A Amy la interpreta, en un amplísimo registro de matices, una grandiosa Laura Dern (muy implicada en la serie, como productora y guionista, además de como actriz omnipresente). Con su personaje pasas mucha vergüenza ajena (es el lado cómico de la serie) al tiempo que sientes hacia él una enorme empatía (en las partes más dramáticas). ¿Es Amy una iluminada o una lunática? A pesar de ciertos aspectos grotescos y de la fina ironía que desprende el retrato de esa loser new age que es Amy, Enlightened es una serie realista, sobre gente normal (y por normal entiendo que no son zombis, ni vampiros, ni niñatos pijos del Upper East Side, ni amas de casa con víctimas enterradas en el jardín, ni adictas compulsivas al shopping de lujo). De ahí que resulte fácil para el espectador establecer identificaciones no siempre cómodas. La dirección es más que correcta y la producción cuidadísima, en un estilo muy HBO, muy marca de la casa. En esta primera temporada hay algunos capítulos (pienso en el 4 y el 9) que hacen de la serie un producto sobresaliente, detrás del que parecería estar la mano de una Alice Munro o una Lorrie Moore. Está claro que Enlightened es un plato de buen gusto y que no todos los paladares sabrán apreciarla en su grandeza.
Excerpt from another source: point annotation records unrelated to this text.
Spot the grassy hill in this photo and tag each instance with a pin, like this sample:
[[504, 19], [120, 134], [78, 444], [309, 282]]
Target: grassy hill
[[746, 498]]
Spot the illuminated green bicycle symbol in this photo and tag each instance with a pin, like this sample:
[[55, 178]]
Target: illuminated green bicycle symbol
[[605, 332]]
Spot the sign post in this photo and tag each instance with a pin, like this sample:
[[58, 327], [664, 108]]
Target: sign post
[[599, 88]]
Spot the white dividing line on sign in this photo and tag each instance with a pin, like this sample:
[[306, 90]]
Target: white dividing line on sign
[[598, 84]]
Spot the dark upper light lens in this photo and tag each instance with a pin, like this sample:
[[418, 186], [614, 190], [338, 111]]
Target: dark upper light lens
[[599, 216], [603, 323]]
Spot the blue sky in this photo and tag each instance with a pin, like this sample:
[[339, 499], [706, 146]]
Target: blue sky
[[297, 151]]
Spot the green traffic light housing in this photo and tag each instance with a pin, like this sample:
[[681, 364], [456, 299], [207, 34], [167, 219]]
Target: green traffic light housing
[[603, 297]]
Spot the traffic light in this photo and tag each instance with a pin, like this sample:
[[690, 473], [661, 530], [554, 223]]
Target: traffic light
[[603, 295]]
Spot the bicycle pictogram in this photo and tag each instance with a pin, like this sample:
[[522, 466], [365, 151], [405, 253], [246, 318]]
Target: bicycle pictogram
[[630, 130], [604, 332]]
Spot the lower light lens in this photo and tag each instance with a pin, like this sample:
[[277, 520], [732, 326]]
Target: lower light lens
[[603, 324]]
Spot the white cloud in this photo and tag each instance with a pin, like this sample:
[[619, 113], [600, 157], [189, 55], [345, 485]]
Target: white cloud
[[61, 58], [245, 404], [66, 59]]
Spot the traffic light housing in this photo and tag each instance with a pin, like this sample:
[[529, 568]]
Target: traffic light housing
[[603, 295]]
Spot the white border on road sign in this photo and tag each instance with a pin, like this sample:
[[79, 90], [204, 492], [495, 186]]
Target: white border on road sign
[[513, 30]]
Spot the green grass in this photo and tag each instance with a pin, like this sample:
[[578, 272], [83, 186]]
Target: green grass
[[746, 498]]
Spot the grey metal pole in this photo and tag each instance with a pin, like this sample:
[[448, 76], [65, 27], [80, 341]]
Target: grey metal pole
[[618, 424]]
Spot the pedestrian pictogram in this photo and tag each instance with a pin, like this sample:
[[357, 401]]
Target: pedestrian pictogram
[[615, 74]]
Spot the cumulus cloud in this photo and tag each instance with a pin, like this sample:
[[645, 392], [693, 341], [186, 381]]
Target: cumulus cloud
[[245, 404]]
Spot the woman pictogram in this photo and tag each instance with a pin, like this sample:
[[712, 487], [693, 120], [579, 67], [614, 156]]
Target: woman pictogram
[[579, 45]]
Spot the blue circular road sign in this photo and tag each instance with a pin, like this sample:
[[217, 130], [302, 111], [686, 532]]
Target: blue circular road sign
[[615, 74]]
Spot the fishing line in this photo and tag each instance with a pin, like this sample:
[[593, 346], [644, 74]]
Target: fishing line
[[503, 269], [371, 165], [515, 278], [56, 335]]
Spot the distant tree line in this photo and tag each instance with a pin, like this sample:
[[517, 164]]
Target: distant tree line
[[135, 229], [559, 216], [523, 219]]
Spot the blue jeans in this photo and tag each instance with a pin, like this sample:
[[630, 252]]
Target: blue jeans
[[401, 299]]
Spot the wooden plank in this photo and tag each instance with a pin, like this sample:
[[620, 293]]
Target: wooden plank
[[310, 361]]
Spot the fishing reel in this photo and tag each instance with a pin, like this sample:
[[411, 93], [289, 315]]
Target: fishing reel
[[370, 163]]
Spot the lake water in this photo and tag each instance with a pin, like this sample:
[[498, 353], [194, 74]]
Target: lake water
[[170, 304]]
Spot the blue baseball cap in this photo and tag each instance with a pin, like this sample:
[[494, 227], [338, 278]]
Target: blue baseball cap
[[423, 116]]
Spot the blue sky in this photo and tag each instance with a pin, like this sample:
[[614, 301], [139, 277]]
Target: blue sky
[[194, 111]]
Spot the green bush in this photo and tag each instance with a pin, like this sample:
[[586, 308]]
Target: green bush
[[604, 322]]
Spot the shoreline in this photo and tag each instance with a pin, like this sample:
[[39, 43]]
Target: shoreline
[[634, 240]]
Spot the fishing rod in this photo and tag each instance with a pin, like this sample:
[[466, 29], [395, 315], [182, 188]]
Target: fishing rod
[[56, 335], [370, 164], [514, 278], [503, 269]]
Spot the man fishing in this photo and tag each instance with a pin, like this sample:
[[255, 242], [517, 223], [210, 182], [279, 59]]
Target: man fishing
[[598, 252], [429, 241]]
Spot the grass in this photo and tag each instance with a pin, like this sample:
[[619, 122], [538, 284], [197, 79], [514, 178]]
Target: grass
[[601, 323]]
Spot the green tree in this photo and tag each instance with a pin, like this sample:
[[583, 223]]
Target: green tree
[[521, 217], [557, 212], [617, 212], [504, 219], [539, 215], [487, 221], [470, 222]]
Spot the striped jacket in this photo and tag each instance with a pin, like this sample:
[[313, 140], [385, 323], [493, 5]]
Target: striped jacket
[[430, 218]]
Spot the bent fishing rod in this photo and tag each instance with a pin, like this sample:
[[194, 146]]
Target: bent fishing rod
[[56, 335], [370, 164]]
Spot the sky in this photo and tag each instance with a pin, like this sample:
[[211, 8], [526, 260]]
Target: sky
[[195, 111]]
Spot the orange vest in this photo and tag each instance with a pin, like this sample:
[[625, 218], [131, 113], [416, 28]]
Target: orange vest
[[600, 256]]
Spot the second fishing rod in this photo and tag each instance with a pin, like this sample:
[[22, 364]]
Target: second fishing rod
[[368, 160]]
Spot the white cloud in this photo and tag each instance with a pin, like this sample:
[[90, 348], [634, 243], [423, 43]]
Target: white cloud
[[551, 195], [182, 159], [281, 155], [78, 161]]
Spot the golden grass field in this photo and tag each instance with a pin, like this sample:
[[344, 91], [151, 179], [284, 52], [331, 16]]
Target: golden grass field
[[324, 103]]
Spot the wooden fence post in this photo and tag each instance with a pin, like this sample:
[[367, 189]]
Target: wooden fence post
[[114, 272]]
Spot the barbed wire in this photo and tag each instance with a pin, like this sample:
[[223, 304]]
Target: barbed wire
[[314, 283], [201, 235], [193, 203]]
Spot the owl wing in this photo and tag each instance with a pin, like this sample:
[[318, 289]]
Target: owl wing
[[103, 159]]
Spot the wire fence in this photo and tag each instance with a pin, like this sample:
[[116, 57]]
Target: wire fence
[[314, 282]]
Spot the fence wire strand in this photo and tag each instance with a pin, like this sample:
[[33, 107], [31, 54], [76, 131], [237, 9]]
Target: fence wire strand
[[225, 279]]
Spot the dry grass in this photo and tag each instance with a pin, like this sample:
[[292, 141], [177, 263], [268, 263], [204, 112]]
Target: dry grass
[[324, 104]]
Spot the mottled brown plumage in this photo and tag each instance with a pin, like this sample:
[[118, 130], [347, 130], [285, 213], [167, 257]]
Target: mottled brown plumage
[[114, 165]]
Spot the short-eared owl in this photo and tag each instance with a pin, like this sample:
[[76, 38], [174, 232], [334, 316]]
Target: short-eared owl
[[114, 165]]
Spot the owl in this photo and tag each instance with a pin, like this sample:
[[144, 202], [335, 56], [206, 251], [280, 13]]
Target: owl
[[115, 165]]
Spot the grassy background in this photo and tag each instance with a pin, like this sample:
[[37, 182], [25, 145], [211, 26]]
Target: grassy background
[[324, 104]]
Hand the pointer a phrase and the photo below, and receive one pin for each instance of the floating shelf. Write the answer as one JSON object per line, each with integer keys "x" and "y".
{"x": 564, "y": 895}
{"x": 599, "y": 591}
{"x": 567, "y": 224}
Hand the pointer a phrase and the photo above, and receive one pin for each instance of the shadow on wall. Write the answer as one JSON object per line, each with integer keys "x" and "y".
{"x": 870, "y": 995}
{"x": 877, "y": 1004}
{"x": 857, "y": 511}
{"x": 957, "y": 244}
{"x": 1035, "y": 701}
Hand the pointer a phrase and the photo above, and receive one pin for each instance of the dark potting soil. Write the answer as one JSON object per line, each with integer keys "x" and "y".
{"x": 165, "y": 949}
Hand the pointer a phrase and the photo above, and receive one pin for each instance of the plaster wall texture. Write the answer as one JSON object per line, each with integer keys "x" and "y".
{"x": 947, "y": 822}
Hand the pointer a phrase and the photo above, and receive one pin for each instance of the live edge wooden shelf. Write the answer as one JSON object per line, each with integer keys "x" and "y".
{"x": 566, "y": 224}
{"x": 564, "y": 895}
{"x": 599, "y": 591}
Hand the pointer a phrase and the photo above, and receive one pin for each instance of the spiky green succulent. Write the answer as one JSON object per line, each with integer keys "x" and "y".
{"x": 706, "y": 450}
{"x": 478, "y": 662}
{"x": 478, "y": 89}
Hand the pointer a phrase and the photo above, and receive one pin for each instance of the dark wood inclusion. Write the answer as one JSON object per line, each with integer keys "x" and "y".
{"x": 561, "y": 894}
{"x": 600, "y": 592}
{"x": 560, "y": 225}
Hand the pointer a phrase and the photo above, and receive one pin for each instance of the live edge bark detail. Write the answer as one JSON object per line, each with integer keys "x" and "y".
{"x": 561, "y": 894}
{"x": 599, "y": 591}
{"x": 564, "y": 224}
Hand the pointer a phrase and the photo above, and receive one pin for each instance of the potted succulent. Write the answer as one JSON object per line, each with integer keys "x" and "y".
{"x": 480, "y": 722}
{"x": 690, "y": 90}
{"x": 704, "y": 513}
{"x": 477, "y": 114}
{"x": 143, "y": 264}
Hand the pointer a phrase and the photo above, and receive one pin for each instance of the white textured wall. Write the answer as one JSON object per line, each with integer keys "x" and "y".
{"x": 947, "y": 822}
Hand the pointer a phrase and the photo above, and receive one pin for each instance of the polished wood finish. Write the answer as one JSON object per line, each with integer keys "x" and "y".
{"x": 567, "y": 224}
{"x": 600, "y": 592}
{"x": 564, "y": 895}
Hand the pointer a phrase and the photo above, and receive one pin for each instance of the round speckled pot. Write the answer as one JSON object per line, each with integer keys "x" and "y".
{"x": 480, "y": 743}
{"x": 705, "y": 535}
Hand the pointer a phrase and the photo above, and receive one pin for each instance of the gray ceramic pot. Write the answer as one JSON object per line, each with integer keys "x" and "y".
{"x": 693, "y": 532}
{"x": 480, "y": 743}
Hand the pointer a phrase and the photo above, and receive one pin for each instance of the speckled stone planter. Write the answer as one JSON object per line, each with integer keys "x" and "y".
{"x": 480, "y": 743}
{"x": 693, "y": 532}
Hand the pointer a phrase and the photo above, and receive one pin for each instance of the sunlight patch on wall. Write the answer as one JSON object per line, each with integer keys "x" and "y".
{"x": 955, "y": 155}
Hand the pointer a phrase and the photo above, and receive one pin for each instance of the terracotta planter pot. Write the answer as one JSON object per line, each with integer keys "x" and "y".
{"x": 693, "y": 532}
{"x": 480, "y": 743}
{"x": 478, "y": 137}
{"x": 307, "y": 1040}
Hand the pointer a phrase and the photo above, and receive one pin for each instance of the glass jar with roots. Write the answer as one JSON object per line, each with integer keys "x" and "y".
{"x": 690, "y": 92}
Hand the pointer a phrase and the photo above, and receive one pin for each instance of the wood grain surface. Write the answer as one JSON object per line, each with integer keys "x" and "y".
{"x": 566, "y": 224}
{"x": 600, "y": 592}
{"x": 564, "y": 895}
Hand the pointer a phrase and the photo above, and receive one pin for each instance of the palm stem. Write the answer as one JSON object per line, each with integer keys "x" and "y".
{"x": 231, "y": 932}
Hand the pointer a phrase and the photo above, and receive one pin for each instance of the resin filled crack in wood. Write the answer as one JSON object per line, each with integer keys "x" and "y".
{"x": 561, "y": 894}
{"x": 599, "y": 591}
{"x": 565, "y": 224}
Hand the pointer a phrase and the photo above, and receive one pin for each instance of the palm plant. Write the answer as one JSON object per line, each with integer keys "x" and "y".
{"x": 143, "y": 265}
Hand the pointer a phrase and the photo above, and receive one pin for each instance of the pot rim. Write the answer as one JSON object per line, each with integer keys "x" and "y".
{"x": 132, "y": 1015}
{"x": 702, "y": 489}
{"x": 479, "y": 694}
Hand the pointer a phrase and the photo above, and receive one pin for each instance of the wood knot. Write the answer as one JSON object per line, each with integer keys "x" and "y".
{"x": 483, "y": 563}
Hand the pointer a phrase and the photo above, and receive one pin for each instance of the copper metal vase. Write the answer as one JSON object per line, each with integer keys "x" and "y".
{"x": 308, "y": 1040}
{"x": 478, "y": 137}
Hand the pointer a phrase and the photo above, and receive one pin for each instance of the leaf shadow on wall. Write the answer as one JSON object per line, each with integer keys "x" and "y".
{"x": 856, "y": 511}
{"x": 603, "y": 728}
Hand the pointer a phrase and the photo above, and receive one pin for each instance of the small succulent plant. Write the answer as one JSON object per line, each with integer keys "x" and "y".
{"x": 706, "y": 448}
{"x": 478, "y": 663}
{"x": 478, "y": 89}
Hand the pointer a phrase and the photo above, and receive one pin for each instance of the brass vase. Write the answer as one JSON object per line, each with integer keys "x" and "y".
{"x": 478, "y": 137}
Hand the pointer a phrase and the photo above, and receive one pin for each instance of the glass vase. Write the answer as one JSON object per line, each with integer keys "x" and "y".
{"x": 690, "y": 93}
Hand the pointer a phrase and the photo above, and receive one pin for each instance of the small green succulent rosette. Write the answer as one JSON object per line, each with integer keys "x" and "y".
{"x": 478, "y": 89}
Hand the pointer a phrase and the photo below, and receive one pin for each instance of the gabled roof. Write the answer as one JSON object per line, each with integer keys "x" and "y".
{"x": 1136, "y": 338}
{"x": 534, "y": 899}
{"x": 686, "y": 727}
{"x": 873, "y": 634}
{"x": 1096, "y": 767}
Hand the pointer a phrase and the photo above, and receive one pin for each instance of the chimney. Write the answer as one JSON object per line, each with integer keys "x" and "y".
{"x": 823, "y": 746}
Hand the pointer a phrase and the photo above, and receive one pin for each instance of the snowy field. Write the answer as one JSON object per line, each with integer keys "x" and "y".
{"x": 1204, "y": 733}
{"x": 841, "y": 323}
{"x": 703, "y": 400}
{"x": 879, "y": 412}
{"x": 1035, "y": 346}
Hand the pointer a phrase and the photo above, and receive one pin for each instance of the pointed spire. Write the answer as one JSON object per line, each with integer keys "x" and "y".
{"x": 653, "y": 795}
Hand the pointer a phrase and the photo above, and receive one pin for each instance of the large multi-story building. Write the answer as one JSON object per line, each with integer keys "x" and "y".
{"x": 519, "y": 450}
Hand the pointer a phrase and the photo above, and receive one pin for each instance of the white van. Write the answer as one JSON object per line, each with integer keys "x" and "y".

Resulta milagroso que HBO la haya renovado para una segunda temporada, aunque era difícil no hacerlo tras las buenas críticas que ha cosechado en EE.UU. y su par de nominaciones a los Globos de Oro. Esperemos que la próxima temporada no nos decepcione. Decía Edmund White en una de sus novelas que “hay algo tan insípido en la vida que experimentarla requiere heroísmo o estupidez, probablemente ambas cosas”. Amy nos regala de lo uno y de lo otro, dibujándonos una sonrisa no exenta de cierta amargura. Porque Amy somos todos.